Ma non solo. I movimenti anti-europei sono divisi anche su questioni chiave come Ucraina e migrazioni. “Gli elettori del PiS e dei Democratici svedesi – si legge nel report – sostengono fortemente lo sforzo bellico ucraino, rispettivamente il 58% e il 52%, sottolineando che l’Europa dovrebbe continuare a sostenere l’Ucraina nella riconquista del territorio perduto. Questa opinione è spesso condivisa dal portoghese Chega (42% favorevole) e dallo spagnolo Vox (35% favorevole). Tuttavia, in altri Paesi, l’88% degli elettori del Fidesz ungherese, il 70% di quelli alleati del Partito della Libertà (FPO) austriaco e il 69% dell’AfD tedesco si oppongono a tale azione, e credono invece che l’Europa dovrebbe spingere l’Ucraina verso una soluzione negoziata con la Russia”.
La divisione sul tema migrazioni, vede una parte dei sostenitori delle forze di estrema destra preoccupata dalle persone che arrivano nel loro Paese (in Olanda, Svezia, Germania, Francia e Polonia), mentre in Italia, Spagna, Portogallo e Ungheria la preoccupazione maggiore è l’emigrazione.
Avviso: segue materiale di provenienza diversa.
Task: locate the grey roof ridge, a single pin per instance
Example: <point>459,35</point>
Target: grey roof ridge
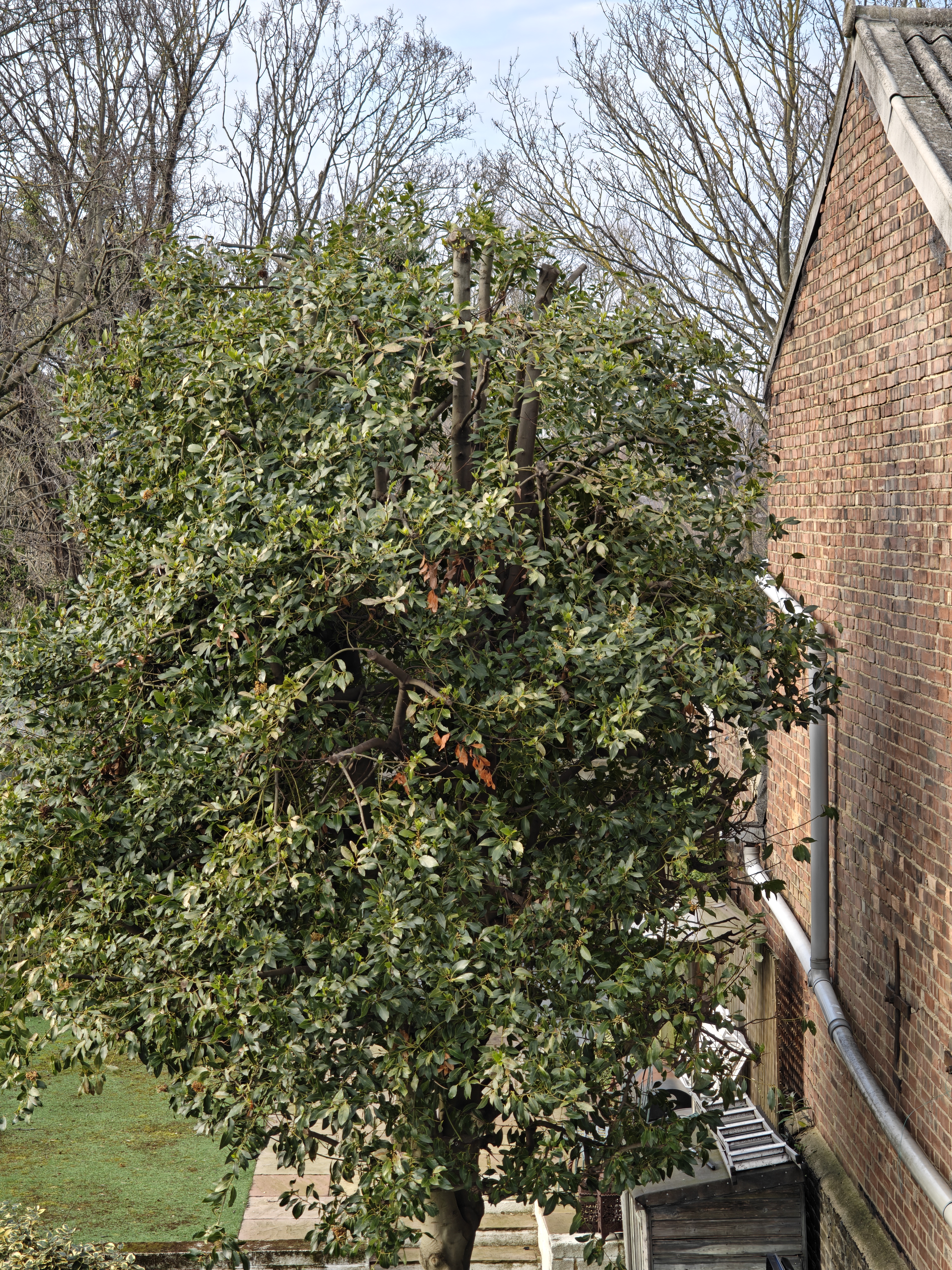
<point>913,121</point>
<point>807,239</point>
Inoltre viene chiarito che nonostante l’impennata dell’estrema destra, causata proprio dalla paura dell’immigrazione, si rileva una sopravvalutazione del tema. Gli elettori, inoltre, sarebbero più interessati alle motivazioni dei leader che alle loro politiche.
Secondo Mark Leonard, coautore e direttore fondatore dell’Ecfr, “le persone sbagliano a pensare che il modo migliore per battere l’estrema destra sia imitare le sue politiche sull’immigrazione. Il nostro sondaggio mostra che l’immigrazione non è il problema principale per gli elettori nella maggior parte dei Paesi e che copiare le politiche di estrema destra può far sembrare i partiti tradizionali non autentici. L’alternativa migliore è concentrarsi sulle debolezze dei partiti euroscettici – aggiunge – e sostenere la causa geopolitica dell’Europa, in vista di un ritorno di Trump sulla scena politica”.
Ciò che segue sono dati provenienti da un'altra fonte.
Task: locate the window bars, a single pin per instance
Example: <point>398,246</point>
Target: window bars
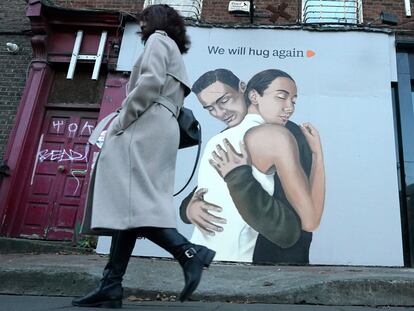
<point>332,12</point>
<point>186,8</point>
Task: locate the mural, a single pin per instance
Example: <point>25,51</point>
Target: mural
<point>251,186</point>
<point>299,160</point>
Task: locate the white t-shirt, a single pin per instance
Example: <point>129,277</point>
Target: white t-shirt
<point>237,240</point>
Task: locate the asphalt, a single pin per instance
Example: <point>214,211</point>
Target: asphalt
<point>58,269</point>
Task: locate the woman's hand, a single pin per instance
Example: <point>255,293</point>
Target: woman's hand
<point>312,137</point>
<point>226,160</point>
<point>198,212</point>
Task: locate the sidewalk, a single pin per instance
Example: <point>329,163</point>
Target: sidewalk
<point>68,274</point>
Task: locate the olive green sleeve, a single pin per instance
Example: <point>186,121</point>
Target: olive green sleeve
<point>273,219</point>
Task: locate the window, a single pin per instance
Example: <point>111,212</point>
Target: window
<point>332,11</point>
<point>187,8</point>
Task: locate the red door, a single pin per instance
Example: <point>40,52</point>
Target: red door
<point>57,185</point>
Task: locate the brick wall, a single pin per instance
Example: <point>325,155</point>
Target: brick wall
<point>15,28</point>
<point>215,11</point>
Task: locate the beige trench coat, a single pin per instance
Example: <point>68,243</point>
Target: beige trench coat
<point>133,180</point>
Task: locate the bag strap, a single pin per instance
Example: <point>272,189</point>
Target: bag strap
<point>195,164</point>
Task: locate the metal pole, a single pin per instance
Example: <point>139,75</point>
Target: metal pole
<point>407,7</point>
<point>99,56</point>
<point>75,53</point>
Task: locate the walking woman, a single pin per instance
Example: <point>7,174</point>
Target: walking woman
<point>131,191</point>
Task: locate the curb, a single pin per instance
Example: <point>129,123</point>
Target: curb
<point>146,278</point>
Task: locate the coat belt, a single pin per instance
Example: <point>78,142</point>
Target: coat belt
<point>162,100</point>
<point>167,103</point>
<point>100,127</point>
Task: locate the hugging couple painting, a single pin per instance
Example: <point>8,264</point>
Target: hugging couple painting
<point>264,173</point>
<point>261,182</point>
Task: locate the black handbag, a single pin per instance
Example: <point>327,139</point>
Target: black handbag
<point>190,130</point>
<point>190,135</point>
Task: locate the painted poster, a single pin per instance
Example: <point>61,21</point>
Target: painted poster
<point>298,163</point>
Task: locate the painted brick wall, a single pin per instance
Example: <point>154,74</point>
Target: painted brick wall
<point>215,11</point>
<point>15,28</point>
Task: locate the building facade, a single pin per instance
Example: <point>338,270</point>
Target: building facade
<point>51,101</point>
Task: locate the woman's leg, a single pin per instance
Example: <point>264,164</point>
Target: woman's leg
<point>192,258</point>
<point>109,292</point>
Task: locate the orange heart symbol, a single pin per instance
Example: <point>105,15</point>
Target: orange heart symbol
<point>310,53</point>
Così anche Ivan Krastev, coautore e presidente del Centre for Liberal Strategies: “I leader europei non dovrebbero trasformare queste elezioni in una campagna elettorale sulla migrazione, ma piuttosto sulla natura dei confini europei: militari, economici e umani. Non dovrebbero mobilitare gli elettori cercando di far leva sulla solidarietà con l’Ucraina, ma piuttosto sulla preoccupazione per la sovranità e la sicurezza europea. Di fronte all’incertezza della politica americana e all’aggressione di Putin, dovrebbero sostenere che viviamo in un’epoca in cui, se l’Ue non esistesse, bisognerebbe inventarla”.
La tentazione di puntare, poi, sui successi dell’Ue in ambiti come la lotta al Covid, il Green New Deal e il sostegno all’Ucraina non sarebbe strategicamente conveniente per i leader europei. Gli elettori, infatti, non guardano unanimemente in modo positivo alle politiche europee su questi temi, così come le politiche climatiche creano grandi divisioni tra i cittadini europei.
Insomma, secondo i due coautori Krastev e Leonard “se i partiti tradizionali vogliono fronteggiare l’estrema destra, devono adottare un’agenda alternativa che dia priorità alle elezioni nazionali e sviluppi campagne mirate, progettate per mobilitare gli elettori senza però alimentare una reazione anti-europea. Con le elezioni presidenziali americane alle porte, gli europeisti devono sostenere la causa di un’Europa in grado di difendere i propri confini dalla Russia, di controllare l’immigrazione e di gestire i propri affari sulla scena globale”.